Tags

Redemption Falls happens to be the name of the chief town in the Mountain Territory (a slightly misplaced Montana) as it was immediately after the Civil War. But it is more than that, since it perfectly captures the mood, the character of a novel in which there is no redemption.

Redemption Falls by Joseph O’Connor is a novel of aftermath, the bitter and divisive consequences of the end of a war, the end of a marriage, the end of a reputation, the end of loyalties and trust and belief. It starts in the bitter Christmas of 1865 when a stagecoach driver is found to have been hanged by vigilantes near an abandoned mine just outside Redemption Falls. A child is discovered at the scene but runs away from his would-be rescuers. It ends just a year later when that same child proves to be the catalyst for many more deaths. In between … well, in between there is an entire universe.

The far from still centre of the novel is James Con O’Keefe, Irish revolutionary, condemned to death by the English, reprieved and transported to Tasmania, from where he escaped, was shipwrecked, miraculously survived, made his way to America where he became a star on the lecture circuit, raised and became general of the New York Irish Brigade when the Civil War started. But then something unspecified went wrong, he was relieved of his command and sent out of the way to become Acting Governor of the Mountain Territory. He is still revered by many who served under him, but loathed by others, and detested by those who supported the South of whom there are many in Redemption Falls including the local newspaper editor. O’Keefe responds with drunkenness, autocracy and self-loathing, building himself a grandiose and never completed iron-doored house on the outskirts of town.

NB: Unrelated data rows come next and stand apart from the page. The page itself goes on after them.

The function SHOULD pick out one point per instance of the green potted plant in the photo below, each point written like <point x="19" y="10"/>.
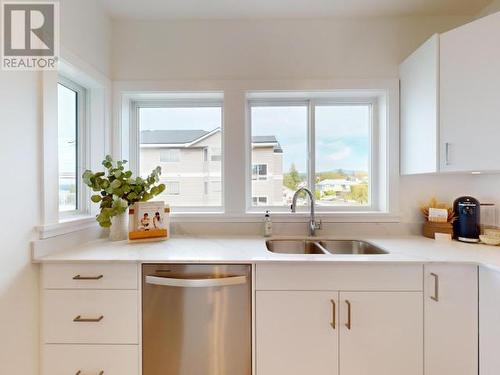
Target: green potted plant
<point x="116" y="190"/>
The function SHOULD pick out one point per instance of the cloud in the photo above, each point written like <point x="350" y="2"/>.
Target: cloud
<point x="340" y="154"/>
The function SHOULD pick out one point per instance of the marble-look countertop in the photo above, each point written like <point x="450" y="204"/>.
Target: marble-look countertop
<point x="248" y="249"/>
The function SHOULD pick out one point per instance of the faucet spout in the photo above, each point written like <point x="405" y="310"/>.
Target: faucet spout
<point x="313" y="224"/>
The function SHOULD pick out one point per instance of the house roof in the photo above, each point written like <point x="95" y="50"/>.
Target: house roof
<point x="171" y="136"/>
<point x="187" y="137"/>
<point x="336" y="181"/>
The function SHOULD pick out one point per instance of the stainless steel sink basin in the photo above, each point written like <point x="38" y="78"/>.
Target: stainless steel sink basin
<point x="308" y="246"/>
<point x="294" y="247"/>
<point x="350" y="247"/>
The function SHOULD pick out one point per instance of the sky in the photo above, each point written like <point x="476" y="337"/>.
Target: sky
<point x="342" y="132"/>
<point x="66" y="130"/>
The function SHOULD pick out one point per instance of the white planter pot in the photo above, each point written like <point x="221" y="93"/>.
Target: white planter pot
<point x="119" y="227"/>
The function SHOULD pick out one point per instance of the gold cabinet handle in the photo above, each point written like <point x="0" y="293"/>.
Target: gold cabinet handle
<point x="349" y="322"/>
<point x="334" y="315"/>
<point x="435" y="297"/>
<point x="80" y="277"/>
<point x="79" y="319"/>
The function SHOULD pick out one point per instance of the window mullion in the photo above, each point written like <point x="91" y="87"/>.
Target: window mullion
<point x="311" y="179"/>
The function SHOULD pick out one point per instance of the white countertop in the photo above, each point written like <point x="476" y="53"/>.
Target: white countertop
<point x="247" y="249"/>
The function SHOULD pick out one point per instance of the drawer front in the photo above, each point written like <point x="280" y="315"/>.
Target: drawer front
<point x="348" y="277"/>
<point x="90" y="316"/>
<point x="90" y="359"/>
<point x="90" y="276"/>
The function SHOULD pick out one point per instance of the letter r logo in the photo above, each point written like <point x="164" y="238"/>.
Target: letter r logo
<point x="28" y="29"/>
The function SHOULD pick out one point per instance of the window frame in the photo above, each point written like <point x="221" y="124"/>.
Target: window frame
<point x="311" y="102"/>
<point x="191" y="102"/>
<point x="82" y="147"/>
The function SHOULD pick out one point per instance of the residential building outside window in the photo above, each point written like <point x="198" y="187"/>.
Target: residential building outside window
<point x="324" y="145"/>
<point x="71" y="112"/>
<point x="259" y="201"/>
<point x="170" y="155"/>
<point x="259" y="172"/>
<point x="186" y="137"/>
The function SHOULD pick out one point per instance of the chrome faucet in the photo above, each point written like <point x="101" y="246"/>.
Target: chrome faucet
<point x="313" y="224"/>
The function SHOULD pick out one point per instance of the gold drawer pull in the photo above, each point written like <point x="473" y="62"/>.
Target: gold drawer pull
<point x="80" y="277"/>
<point x="334" y="315"/>
<point x="79" y="319"/>
<point x="349" y="323"/>
<point x="435" y="297"/>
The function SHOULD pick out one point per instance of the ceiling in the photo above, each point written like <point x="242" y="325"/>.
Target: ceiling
<point x="237" y="9"/>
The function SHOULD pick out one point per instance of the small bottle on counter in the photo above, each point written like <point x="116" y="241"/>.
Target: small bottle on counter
<point x="268" y="225"/>
<point x="167" y="219"/>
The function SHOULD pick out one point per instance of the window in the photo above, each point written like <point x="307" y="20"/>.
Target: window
<point x="343" y="148"/>
<point x="259" y="201"/>
<point x="172" y="155"/>
<point x="70" y="124"/>
<point x="259" y="172"/>
<point x="216" y="186"/>
<point x="279" y="152"/>
<point x="187" y="134"/>
<point x="172" y="187"/>
<point x="216" y="154"/>
<point x="323" y="144"/>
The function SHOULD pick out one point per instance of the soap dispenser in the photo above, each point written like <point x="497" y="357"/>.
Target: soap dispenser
<point x="268" y="225"/>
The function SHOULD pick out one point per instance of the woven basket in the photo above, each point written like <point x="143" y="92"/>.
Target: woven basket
<point x="430" y="229"/>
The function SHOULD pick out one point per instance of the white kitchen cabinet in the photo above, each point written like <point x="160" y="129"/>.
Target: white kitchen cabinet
<point x="489" y="321"/>
<point x="90" y="359"/>
<point x="294" y="334"/>
<point x="419" y="90"/>
<point x="469" y="96"/>
<point x="381" y="333"/>
<point x="451" y="319"/>
<point x="450" y="118"/>
<point x="305" y="331"/>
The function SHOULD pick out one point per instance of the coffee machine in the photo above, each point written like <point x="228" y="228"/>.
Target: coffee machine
<point x="466" y="225"/>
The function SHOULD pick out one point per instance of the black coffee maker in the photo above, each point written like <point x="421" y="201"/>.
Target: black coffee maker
<point x="466" y="226"/>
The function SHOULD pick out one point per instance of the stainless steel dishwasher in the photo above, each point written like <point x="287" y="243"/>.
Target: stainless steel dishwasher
<point x="196" y="319"/>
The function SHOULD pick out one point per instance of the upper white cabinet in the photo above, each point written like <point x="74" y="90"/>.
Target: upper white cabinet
<point x="451" y="319"/>
<point x="450" y="117"/>
<point x="419" y="75"/>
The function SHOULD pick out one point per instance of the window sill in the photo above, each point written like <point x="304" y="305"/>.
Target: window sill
<point x="286" y="217"/>
<point x="66" y="225"/>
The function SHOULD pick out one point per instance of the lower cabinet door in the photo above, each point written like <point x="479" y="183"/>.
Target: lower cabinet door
<point x="297" y="333"/>
<point x="489" y="321"/>
<point x="451" y="319"/>
<point x="90" y="359"/>
<point x="381" y="333"/>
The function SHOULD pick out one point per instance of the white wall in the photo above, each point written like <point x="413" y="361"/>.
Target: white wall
<point x="268" y="49"/>
<point x="87" y="32"/>
<point x="492" y="8"/>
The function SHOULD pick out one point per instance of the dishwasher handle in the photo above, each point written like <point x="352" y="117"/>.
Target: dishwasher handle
<point x="196" y="283"/>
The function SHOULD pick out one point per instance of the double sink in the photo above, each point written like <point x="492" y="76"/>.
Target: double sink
<point x="312" y="246"/>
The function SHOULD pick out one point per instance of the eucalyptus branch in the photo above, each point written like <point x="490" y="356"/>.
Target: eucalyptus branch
<point x="116" y="189"/>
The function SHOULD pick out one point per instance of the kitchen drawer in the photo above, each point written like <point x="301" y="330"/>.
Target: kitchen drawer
<point x="90" y="276"/>
<point x="348" y="277"/>
<point x="90" y="359"/>
<point x="118" y="309"/>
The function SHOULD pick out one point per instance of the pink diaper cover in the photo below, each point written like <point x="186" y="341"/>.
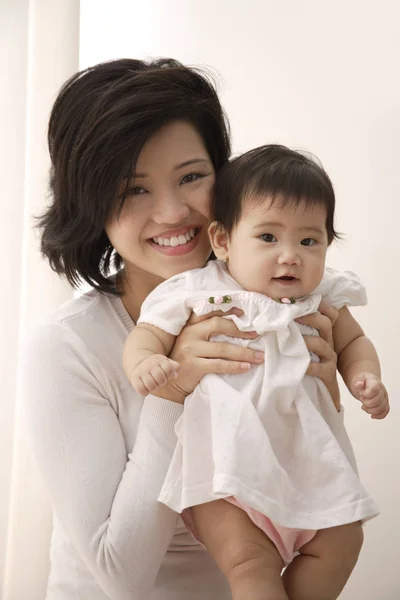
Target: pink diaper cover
<point x="287" y="541"/>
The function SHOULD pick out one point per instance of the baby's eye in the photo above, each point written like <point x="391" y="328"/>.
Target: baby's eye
<point x="135" y="191"/>
<point x="268" y="237"/>
<point x="308" y="242"/>
<point x="190" y="177"/>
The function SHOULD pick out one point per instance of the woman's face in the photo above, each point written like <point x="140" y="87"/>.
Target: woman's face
<point x="162" y="229"/>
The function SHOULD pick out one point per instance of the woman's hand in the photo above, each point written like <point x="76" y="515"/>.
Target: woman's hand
<point x="198" y="356"/>
<point x="322" y="346"/>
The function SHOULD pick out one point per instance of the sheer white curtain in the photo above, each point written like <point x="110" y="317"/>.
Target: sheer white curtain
<point x="39" y="50"/>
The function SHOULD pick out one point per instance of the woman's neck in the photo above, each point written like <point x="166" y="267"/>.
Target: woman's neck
<point x="135" y="287"/>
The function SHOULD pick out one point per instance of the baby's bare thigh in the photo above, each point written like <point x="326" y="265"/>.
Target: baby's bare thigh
<point x="340" y="545"/>
<point x="230" y="535"/>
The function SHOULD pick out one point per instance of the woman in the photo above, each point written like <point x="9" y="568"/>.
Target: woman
<point x="134" y="148"/>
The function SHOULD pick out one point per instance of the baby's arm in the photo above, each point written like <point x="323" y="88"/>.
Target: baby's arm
<point x="358" y="364"/>
<point x="145" y="359"/>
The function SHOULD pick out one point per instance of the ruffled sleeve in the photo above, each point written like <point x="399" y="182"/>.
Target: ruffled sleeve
<point x="342" y="288"/>
<point x="166" y="307"/>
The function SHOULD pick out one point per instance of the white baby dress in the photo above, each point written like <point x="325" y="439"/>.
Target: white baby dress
<point x="270" y="437"/>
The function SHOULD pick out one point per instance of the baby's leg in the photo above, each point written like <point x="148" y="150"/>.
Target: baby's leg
<point x="247" y="558"/>
<point x="322" y="569"/>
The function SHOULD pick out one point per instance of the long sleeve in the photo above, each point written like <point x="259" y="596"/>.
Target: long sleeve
<point x="105" y="500"/>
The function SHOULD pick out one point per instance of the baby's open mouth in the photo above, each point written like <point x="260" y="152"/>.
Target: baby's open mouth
<point x="286" y="278"/>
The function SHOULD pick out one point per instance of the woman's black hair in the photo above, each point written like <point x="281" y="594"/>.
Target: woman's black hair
<point x="99" y="123"/>
<point x="276" y="173"/>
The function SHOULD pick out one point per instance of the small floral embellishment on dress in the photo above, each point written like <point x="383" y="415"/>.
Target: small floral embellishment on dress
<point x="286" y="300"/>
<point x="220" y="300"/>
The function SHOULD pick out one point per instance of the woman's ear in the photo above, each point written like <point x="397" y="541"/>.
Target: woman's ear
<point x="219" y="240"/>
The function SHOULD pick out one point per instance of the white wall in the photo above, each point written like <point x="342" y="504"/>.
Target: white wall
<point x="38" y="51"/>
<point x="322" y="76"/>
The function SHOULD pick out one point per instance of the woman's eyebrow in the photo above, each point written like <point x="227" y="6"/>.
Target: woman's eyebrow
<point x="186" y="163"/>
<point x="192" y="161"/>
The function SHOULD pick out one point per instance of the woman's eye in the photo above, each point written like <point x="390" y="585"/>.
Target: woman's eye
<point x="190" y="177"/>
<point x="308" y="242"/>
<point x="268" y="237"/>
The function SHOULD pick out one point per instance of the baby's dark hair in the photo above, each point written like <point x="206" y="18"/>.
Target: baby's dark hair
<point x="277" y="172"/>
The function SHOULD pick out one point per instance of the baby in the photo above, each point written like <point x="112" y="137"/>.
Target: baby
<point x="263" y="471"/>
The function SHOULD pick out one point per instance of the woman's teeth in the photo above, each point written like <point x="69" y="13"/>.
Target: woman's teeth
<point x="178" y="240"/>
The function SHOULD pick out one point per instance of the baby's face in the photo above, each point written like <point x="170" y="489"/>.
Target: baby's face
<point x="279" y="252"/>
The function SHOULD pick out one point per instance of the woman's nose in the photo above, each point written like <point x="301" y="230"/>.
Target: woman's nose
<point x="170" y="209"/>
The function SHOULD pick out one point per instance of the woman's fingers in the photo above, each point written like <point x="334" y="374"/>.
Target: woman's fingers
<point x="208" y="326"/>
<point x="227" y="351"/>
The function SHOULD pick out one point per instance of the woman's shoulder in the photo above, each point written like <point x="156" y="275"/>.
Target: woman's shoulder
<point x="91" y="327"/>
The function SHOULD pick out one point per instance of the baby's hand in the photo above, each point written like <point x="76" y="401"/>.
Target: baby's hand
<point x="371" y="392"/>
<point x="153" y="372"/>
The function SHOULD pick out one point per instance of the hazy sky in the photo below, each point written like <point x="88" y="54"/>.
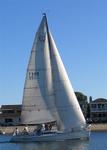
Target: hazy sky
<point x="79" y="28"/>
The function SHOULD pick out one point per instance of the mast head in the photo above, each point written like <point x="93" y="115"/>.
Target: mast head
<point x="44" y="14"/>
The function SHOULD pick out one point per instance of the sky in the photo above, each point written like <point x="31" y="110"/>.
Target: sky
<point x="79" y="28"/>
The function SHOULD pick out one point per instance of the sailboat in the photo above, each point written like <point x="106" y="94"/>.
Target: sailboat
<point x="48" y="95"/>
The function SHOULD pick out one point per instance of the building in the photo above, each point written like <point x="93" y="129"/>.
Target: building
<point x="98" y="110"/>
<point x="10" y="115"/>
<point x="82" y="99"/>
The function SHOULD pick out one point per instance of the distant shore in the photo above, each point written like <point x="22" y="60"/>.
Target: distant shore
<point x="93" y="128"/>
<point x="99" y="127"/>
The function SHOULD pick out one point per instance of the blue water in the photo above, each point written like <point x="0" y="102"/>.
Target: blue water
<point x="98" y="141"/>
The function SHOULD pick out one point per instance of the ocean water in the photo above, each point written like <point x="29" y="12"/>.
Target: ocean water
<point x="98" y="141"/>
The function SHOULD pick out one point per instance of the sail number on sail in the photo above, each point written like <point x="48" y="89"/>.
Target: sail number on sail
<point x="33" y="75"/>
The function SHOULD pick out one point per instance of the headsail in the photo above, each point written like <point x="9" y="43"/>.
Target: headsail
<point x="66" y="102"/>
<point x="48" y="94"/>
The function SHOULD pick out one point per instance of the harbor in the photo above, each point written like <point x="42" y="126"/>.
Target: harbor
<point x="93" y="128"/>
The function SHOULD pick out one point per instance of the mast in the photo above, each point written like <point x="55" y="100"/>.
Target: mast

It is a complex, contradictory but intensely satisfying portrait of a flawed and complex man. Part of what O’Connor is doing in this novel is demonstrating how many different ways there are to see the same person. But O’Keefe is only part of the story.

There is Lucia, the New York Society beauty of Spanish extraction who became O’Keefe’s pre-war bride. She is liberated, strong-willed, independent-minded, she writes poetry (which is published under a male pseudonym). Having been separated from her husband throughout the war, she rejoins him now in the raw wilderness of Redemption Falls, but has difficulty coping with the way the war has changed him, and with the outright hostility of most of the townspeople. There is Winterton, the disfigured cartographer who may or may not have had a sexual relationship with Lucia during the war, and who now turns up in Redemption Falls to map the territory and to renew a romance in which Lucia has no interest. There is Eliza Moody, the illiterate teenaged girl of mixed race who sets out to walk from New Orleans in search of her younger brother who ran away to join the Confederate army. She turns up in Redemption Falls as the common law wife of a southern outlaw, a cross between Bloody Bill Anderson and Jesse James.

And then there is Jeddo Moody, the boy who disappeared that snowy Christmas, and who reappears some months later when he is taken in by the Governor, who dotes on him, and Lucia, who doesn’t. But Jeddo responds to both with the same sullen hatred, refusing to speak though he is not a mute. The boy who is the catalyst for the great tragedy of Redemption Falls.

These, and the others who populate this teeming novel, are multi-faceted characters, and we are never entirely sure what to believe about any of them. Because none of the story is told in a straightforward way, rather it is made up of a mosaic of diary extracts, letters, newspaper reports, verbatim interviews, transcripts of official inquiries, advertisements, poems, popular ballads, grafitti, and the notes of a relative of Lucia, writing in 1937, who has become obsessed with the story of Con O’Keefe and Jeddo Moody. Some of the ‘authors’ of the letters are near-illiterate, some of the interviewees speak a patois far from standard English, all are prejudiced one way or another, most are unreliable. Though we cannot rely on knowing which of the speakers are unreliable.

It’s not an easy book to read, in part because you’re having to learn a new language every few pages, in part because you are assailed with so many different voices, in part because there are so many variations that it is often difficult to know exactly what is going on. But in the end you realise that all you can do is construct your own version of events from the various witness statements, build up your own character of Con O’Keefe from all the contradictions.

It is not a story that undermines your view of events, because you’ve never been on solid ground to start with. But it is a story that will shock you as you are led inexorably through the failures and betrayals that bedevil every single one of the main characters. And though you have some inkling of how things will end, it still comes as a stunning surprise.

In short, this is not a novel to love, but it is a novel I admire more than just about anything I have read in a very long time.